Steeds meer kinderen gingen het internet gebruiken, al helemaal nu met de ontwikkeling van apps en games;
er is steeds meer digitale technologie (is een bredere term dan internet). Kinderen maken 1/3 op van de
internetgebruikers. Digitale technologie krijgt steeds meer impact op het leven van kinderen, omdat het ook
wordt gebruikt in het onderwijs en voor contact met vrienden. Daarnaast is er een trend in commercialisering;
het meeste wordt commercieel aangeboden (behalve enkele uitzonderingen zoals Wikipedia).
De afgelopen paar jaar is er steeds meer aandacht voor kinderen en het internet, in regelgeving en beleid
maar ook in de media. Op 2 maart 2021 kwam het VN-Kinderrechtencomité met General Comment 25 over
kinderrechten in de digitale omgeving. In 2018 had de Raad van Europa hier al aanbevelingen over gedaan
met richtlijnen. Aan de hand daarvan is er een handboek gemaakt met richtlijnen voor beleidsmakers. De
Britse autoriteit persoonsgegevens heeft een age appropriate design code ontwikkeld waarin ze aangeven hoe
gegevensbeschermingsrecht moet worden ingevuld met het belang van het kind in het achterhoofd. In
Nederland is ook een Code voor Kinderrechten ontwikkeld; 10 beginselen over het meenemen van
kinderrechten met betrekking tot gegevensbescherming en de ontwikkeling van apps en games. Dit is
allemaal terug te voeren op het IVRK.
Kinderrechtenhuis model. De fundamentele beginselen
van het IVRK staan onderaan: non-discriminatie (art. 2),
de belangen van het kind (art. 3), het recht op leven en
ontwikkeling (art. 6) en het recht om gehoord te
worden (art. 12). Daarboven staan de 3 P’s: protection
rights (bescherming), participation rights (participatie)

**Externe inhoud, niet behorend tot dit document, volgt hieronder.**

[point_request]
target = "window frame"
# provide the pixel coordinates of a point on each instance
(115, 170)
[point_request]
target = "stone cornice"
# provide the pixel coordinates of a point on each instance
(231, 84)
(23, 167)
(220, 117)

en provision rights (voorzieningen). Online veiligheid zit
erg in de beschermingshoek, maar participatie is ook
erg belangrijk: kinderen kunnen veel leren van
technologie, op het internet informatie vinden en delen
en met vrienden online hangen. Het is dus belangrijk
om dit als geheel mee te nemen, vanuit een holistisch
perspectief, bij het kijken naar onderwerpen met
betrekking tot kinderen en digitale technologie.
Regulering
Regulering = een hele gerichte poging om het gedrag van anderen te veranderen, en dat doe je door vooraf
gedefinieerde normen of doeleneinden. Dit kan op verschillende manieren, bijvoorbeeld beleidsvorming (aan
de hand van wetenschappelijk onderzoek) of het aanpassen van wet- en regelgeving. Deze definitie van
regulering kent vier belangrijke elementen:
Beïnvloed gedrag: je wil dat mensen zich op een gewenste manier gedragen. Dit kan je doen door iets
strafbaar te stellen (bijv. moord) of door mensen aan te sporen (meer bewegen voor gezonder leven).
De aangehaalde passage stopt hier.